But soon the ideas were coming so hard, so fast, the synapses in my brain were firing with such verocity that, like some really bad Robin Williams biopic, I suddenly and without warning stopped. Which idea should I write about? The question pounded through my skull over and over again. I just couldn’t decide. And when you add to the mix the usual stark mania perpetrated by the beginning of school and other difficulties I won’t mention here, you end up with one really inconsequential goober, like the kind I’d become. And then, before I knew it, almost two months passed since my last post and I had nothing, NOTHING to show for it.

I began to identify with and gain a greater appreciation for the protagonist of a story I’d been playing with on-and-off for awhile now. Through giftedness and training, he is imbued with great power, only to have his teacher suddenly and tragically killed before the protagonist learns to harness it. In fact, any magickal expression beyond the rudimentaries causes it to run amuck. So, in the face of great adversity, the story revolves around his baby steps in learning for himself the presence of mind needed to tap his gift without his head blowing up. In desparation, I did the same and looked for a method by which I could break my stalemate and push forward.
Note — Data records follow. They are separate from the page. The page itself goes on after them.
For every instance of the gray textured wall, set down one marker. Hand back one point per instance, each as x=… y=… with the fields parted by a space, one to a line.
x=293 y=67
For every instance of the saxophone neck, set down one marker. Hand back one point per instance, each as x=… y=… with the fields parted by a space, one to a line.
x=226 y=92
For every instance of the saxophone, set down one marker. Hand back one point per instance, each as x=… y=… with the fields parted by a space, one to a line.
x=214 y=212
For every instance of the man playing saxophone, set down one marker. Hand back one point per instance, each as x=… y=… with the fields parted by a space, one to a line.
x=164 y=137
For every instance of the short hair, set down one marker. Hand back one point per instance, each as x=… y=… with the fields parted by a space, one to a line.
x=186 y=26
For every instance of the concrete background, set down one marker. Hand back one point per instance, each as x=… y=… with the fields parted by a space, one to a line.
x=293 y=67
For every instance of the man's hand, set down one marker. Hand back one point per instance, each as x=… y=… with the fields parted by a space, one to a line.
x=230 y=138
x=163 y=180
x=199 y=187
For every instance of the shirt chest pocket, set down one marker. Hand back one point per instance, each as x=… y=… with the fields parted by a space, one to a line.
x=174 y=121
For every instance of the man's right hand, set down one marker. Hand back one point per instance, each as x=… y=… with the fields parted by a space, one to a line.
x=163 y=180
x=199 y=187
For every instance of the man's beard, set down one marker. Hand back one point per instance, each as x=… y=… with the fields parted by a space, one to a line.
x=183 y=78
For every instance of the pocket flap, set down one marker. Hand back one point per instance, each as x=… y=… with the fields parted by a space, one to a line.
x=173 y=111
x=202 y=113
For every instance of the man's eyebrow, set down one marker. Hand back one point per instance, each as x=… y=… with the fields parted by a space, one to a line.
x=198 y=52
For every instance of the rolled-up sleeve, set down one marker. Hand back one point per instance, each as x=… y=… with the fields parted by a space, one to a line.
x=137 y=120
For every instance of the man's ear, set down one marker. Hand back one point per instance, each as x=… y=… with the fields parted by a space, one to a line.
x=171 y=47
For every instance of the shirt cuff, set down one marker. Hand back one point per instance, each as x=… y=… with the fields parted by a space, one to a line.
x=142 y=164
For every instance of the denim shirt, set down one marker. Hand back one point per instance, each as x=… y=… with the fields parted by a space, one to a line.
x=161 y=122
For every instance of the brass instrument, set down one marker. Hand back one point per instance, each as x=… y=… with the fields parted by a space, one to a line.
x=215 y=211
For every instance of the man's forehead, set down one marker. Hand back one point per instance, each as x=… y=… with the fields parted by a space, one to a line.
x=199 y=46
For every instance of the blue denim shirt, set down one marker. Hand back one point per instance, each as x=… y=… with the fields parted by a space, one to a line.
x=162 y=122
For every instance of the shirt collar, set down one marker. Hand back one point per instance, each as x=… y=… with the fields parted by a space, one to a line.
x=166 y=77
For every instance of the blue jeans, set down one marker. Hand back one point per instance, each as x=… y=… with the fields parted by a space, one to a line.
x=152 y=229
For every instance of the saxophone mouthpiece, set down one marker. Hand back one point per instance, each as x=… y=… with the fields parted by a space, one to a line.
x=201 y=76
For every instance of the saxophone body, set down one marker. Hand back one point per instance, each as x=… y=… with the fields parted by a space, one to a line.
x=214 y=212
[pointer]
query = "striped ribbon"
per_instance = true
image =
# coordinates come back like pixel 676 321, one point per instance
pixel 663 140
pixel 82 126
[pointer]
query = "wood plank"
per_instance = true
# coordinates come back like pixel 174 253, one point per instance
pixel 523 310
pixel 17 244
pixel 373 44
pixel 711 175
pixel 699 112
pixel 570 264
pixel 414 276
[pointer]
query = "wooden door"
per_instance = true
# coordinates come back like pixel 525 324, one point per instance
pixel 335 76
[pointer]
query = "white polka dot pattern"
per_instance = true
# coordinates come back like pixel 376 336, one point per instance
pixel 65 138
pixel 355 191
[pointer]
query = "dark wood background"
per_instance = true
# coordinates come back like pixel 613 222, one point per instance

To my surprise, it came quickly enough in the form of a brief, simple whisper of a memory barely heard in the din of my brainwaves.


Perhaps by luck, and certainly by privilage I once for a time had the opportunity to call iconic outdoor writer Steve Comus “boss.” On a particularly frustating day of limited creativity, the crusty old newsman gave me a little advice, in his usual laid back, almost mumbling diction. “Think straight, write straight,” he said.

And so here I am. It’s 5:00 a.m., and I’m trying to reinstitute a long-atrophied practice by just thinking straight and writing straight. No predispositions. No pretensions. No grand designs to muck up the mix. Just one word in front of the other, like my feet on a long forced march, keeping them moving because the only end is at the end, and what happens in the mean time is the essence and pain of creativity. My only companions are the house cat and, in the words of Simon and Garfunkle, the sweet sound of silence. My only distraction is the slight twinge in my back, the remnant of a three-week-old muscle pull I exacerbated last weekend. A warm cup of coffee sets at my side, and above me the ceiling fan twirls.

I don’t intend on giving up on my ideas. On the contrary, I’ll likely make a list and explore them, one at a time at my discretion, thinking and writing as straight as I can until those journeys end as well.

Except maybe that gay midget porn concept.